Step 2: Shut off the Water Valve
The valve is typically located behind the fridge. It controls water flow into the fridge. Once you locate it, turn it off to terminate water supply into the unit.
Step 3: Unscrew the Filter
This component is usually located at the back and base of the fridge. But you need to find its release button to safely disengage it without damaging any component or mechanism.
After engaging the release button, turn the filter in the prescribed direction to pull it from the fridge.
Step 4: Clean the Filter
Simply dump the debris of the filter into a collection bag, then soak it in the recommended gentle cleaner, such as rubbing alcohol, or liquid soap.
If the filter is filled with crud, soak it for about 10 minutes for the effective dirt removal.
Step 5: Rinse Filter and Allow to Dry
After the filter is thoroughly soaked, proceed to rinse it, and allow the component to dry for at least 1 hour.
Step 6: Reassemble the Filter
Finally, re-insert the filter to its component, ensuring you have secured everything firmly, including supply lines and threaded openings.
1. Is Cleaning Water Filter Better than Replacing?
No. Eventually, a water filter will need replacing, especially if you’re using an activated carbon filter, which tends to have a limited lifespan compared to other filters.
But cleaning your filter per the manufacturer-recommended schedule will extend its life because this practice helps maintain component quality and reliability.
If you clean your water filter regularly, you will save money through fewer replacements.
2. How often Should I Clean my Water Filter?

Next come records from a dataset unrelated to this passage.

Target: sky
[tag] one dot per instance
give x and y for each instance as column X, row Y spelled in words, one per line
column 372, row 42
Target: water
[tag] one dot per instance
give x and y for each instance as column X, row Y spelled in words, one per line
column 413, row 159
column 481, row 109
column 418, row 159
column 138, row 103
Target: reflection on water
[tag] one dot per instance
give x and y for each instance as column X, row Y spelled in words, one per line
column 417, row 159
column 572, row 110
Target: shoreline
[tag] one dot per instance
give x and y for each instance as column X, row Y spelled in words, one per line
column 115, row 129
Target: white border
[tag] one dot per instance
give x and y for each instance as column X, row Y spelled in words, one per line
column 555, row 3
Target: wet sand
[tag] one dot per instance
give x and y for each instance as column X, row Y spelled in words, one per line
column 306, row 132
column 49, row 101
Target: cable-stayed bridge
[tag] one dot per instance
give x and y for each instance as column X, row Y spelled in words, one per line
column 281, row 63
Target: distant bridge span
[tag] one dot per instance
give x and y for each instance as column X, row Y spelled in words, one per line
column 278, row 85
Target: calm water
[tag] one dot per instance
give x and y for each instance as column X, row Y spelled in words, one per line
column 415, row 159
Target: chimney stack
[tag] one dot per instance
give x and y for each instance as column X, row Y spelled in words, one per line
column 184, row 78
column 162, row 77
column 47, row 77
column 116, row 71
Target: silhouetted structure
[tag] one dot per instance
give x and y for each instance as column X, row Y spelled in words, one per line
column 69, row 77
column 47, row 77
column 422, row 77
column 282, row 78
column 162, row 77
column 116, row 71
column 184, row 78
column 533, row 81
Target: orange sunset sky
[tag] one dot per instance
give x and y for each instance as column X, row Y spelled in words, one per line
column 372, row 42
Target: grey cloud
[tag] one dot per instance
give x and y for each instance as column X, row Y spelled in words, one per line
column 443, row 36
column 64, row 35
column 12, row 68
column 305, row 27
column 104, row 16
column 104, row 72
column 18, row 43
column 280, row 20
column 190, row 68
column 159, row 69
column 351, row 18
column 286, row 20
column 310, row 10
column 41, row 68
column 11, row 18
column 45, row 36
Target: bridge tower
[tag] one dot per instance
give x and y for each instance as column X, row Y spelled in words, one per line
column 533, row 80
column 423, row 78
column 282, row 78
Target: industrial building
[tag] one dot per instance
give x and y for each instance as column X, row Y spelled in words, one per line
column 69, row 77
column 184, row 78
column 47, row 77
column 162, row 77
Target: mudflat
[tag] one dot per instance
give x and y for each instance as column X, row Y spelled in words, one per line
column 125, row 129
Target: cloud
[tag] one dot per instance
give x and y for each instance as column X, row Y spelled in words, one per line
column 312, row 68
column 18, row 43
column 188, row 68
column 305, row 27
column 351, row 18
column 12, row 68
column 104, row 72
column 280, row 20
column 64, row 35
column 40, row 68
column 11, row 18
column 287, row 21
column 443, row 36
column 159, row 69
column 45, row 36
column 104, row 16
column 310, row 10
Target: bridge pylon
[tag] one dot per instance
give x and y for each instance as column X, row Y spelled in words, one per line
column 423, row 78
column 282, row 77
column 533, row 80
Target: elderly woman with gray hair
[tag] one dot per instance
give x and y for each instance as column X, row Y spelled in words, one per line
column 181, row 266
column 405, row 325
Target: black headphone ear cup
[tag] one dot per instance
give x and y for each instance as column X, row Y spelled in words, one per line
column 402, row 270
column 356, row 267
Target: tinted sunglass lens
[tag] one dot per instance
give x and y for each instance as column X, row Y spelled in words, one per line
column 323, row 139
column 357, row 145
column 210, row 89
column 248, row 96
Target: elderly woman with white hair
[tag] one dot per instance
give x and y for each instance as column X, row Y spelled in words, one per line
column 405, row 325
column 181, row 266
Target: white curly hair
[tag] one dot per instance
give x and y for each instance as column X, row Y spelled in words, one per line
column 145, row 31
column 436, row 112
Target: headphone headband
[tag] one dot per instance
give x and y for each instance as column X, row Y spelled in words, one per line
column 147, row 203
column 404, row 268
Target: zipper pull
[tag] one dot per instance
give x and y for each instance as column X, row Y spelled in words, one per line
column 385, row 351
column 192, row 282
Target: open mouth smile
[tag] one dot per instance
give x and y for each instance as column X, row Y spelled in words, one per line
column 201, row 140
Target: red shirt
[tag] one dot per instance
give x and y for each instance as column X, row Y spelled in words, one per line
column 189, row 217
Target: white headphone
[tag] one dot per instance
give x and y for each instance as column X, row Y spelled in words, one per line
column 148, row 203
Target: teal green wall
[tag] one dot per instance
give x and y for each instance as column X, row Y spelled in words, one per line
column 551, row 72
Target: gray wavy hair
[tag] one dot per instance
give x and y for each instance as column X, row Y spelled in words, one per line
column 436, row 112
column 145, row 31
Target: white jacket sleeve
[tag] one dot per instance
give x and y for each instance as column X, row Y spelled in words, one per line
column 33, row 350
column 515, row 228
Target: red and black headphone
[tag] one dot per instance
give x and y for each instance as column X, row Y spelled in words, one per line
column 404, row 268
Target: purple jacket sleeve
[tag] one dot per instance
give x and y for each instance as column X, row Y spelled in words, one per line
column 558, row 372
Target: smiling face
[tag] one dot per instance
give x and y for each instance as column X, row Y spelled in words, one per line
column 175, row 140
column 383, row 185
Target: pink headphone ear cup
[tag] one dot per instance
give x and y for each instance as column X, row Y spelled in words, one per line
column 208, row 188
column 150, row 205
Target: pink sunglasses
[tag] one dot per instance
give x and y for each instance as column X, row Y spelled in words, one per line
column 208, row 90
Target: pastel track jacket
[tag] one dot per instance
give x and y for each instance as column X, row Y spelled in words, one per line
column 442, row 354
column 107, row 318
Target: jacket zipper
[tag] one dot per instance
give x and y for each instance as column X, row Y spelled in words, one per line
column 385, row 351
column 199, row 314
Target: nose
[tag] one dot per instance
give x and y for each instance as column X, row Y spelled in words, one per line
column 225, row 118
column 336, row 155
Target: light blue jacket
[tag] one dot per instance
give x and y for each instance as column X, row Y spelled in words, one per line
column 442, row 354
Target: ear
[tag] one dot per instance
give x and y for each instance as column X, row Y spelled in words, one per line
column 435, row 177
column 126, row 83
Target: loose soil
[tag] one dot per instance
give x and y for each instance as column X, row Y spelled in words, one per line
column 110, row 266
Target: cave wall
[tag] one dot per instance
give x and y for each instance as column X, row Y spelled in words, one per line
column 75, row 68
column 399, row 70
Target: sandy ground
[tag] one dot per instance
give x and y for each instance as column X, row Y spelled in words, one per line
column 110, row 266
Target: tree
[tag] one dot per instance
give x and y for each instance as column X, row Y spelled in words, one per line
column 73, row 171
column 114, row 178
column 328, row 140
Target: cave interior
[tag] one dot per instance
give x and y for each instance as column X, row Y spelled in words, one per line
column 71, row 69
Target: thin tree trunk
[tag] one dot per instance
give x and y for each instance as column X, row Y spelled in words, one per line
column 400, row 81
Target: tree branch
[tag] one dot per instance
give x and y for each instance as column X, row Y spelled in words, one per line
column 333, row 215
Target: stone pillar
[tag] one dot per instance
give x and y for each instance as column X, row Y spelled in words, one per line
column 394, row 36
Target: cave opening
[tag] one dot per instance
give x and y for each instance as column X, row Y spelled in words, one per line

As often as the manufacturer recommends. Different filters have varying cleaning cycles. The most common cleaning schedule is bi-annually.
Cleaning frequency may also depend on the volume of water passing through it, and other factors such as filter type or filtration stages.
If the water coming in your supply is hard or full of sediment, then a more regular cleaning schedule of say, one month, is recommended.
3. How do I Know When My Water Filter Needs to be Changed?
When the filter life cycle has been exhausted, then it’s time to change it. But changing your water filter may depend on a couple of other factors.
Besides the life cycle, you also need to account for the overall water condition and usage. If your water is constantly hard, and/or if your water usage is higher than that of the average household, then filter replacement may be more frequent.
For an activated carbon filter, you’ll know its time to replace the component if it becomes clogged or ceases to attract contaminants and particles.
Cleaning your home water filter is a good maintenance practice that ensures the component is performing optimally while prolonging its life.
Although you’ll ultimately need to replace your water filter, cleaning it ensures the component cleans your water and rids it of contaminants such as pathogens and toxic metals
Ensure you adhere to the prescribed maintenance schedule and practices to get the best filter cleaning outcomes.